There are reasons aplenty. Broadcasters can’t get on the same page with mobile DTV. There’s that. Apps and access platforms are multiplying like rabbits. And there’s a tipping-point issue.
While digital typically represents the “fastest growing” revenue segment for TV stations and most other traditional media companies, it’s still wee compared to their primary platforms. TV station digital revenues reached $536 million last year, up 19 percent from 2010, when the total was $450 million—still just 2 percent of the primary platform. Over-the-air revenues were $19.4 billion for TV stations in 2010, according to our friends at BIA/Kelsey.
TV station digital revenues aren’t even expected to breach $1 billion until 2016. That’s a significant sum in my household budget, but still a fraction of the TV station total. So they’ll continue to focus on the primary platform rather than risk disproportionate investment online. However, the judicious approach could mean greater risk in the long term, because TV stations are getting such a small chunk of all local online revenues, which now exceed total over-the-air local revenues and are expected to account for one-quarter of total local ad spending in 2016. TV stations are on track to get less than 3 percent of that, while over-the-air revenues are projected to be flat.

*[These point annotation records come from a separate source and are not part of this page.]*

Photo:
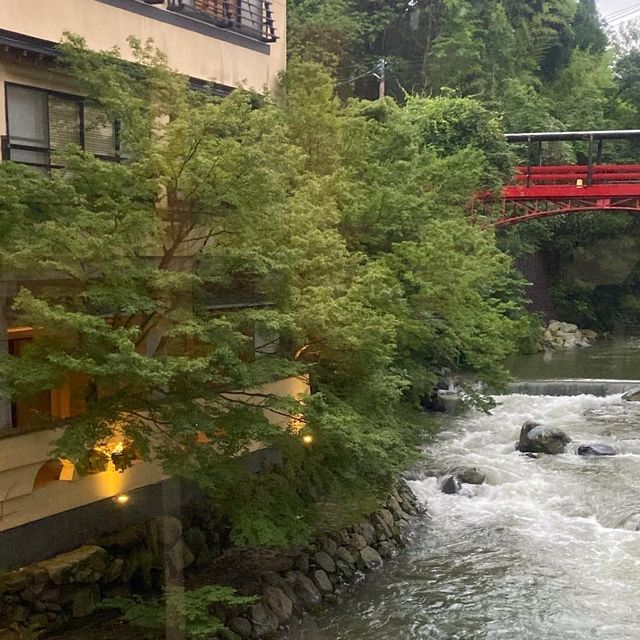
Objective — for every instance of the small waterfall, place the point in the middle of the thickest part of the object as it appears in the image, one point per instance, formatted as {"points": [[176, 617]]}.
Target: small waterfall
{"points": [[572, 387]]}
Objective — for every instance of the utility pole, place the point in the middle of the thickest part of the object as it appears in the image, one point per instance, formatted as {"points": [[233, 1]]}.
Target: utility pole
{"points": [[381, 78]]}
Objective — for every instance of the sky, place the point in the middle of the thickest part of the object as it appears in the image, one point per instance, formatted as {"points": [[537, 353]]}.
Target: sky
{"points": [[617, 11]]}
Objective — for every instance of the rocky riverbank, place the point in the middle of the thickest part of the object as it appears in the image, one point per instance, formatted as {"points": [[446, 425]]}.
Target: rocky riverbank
{"points": [[562, 336], [49, 595]]}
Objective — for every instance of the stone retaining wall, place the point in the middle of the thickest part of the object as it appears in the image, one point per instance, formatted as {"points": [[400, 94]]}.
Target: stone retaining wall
{"points": [[48, 594]]}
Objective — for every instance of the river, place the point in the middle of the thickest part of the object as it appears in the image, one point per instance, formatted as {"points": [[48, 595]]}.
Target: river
{"points": [[538, 552]]}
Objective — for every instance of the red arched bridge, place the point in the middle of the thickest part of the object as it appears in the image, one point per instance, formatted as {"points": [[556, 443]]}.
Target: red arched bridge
{"points": [[539, 191]]}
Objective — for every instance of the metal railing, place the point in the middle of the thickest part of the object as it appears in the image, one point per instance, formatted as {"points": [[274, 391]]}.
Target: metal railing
{"points": [[251, 17]]}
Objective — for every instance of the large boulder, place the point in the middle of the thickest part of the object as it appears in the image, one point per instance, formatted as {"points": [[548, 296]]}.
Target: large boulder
{"points": [[537, 438], [596, 449], [469, 475], [449, 484], [633, 395], [630, 522]]}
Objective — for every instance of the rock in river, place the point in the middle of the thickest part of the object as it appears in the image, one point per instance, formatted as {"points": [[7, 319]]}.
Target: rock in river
{"points": [[633, 395], [449, 484], [536, 438], [469, 475], [596, 449]]}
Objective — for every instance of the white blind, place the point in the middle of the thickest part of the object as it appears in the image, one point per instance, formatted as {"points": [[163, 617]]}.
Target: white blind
{"points": [[27, 116], [64, 122], [99, 134]]}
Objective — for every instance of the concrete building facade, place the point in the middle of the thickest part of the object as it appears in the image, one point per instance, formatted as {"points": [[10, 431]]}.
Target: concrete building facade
{"points": [[228, 43]]}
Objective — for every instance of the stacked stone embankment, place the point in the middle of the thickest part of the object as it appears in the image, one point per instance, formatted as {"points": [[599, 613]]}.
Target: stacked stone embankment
{"points": [[562, 336], [48, 594]]}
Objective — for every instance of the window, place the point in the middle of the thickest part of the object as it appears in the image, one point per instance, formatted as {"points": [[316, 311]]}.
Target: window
{"points": [[252, 17], [40, 123]]}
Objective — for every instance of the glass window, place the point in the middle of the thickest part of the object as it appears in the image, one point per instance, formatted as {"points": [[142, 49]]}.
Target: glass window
{"points": [[64, 122], [41, 122], [99, 132], [27, 116]]}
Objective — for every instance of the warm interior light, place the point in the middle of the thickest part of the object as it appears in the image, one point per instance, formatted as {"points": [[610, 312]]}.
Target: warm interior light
{"points": [[118, 448]]}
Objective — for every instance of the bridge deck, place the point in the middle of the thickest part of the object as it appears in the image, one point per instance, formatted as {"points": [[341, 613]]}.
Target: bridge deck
{"points": [[543, 191]]}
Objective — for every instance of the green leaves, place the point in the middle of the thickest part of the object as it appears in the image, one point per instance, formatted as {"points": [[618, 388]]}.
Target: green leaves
{"points": [[342, 232]]}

Here’s Mark Fratrik from BIA/Kelsey in Chantilly, Va.:
“TV stations for the most part have only in the last three to four years have only become serious about playing in the online game. It will take some time for them to catch up proportionally... Some are thinking, some are trying new things. They may seem haphazard. Some things work. Sometimes the advertiser themselves don’t even know what they want.”
I think of Mick Jagger singing “American girls want everything in the world you can possibly imagine,” which Jagger could afford because he recorded most of his catalog before file-sharing. Everyone else in a content creation business who does not move like Jagger or own a significant chunk of Facebook will be financially compromised until they take control of their digital revenues.
One would think newspapers would be the last place to seek out a strategy, but when casting for survival methods, it’s wise to observe the dying. Nearly everyone scoffed at pay walls when newspapers started throwing them up online. Yet one year after implementing its pay wall, The New York Times has half-a-million monthly online subscribers. That’s not too shabby, and something for TV stations to consider with regard to third-party service providers, and for all content creation businesses to keep an eye on.
Because the bills do not pay themselves.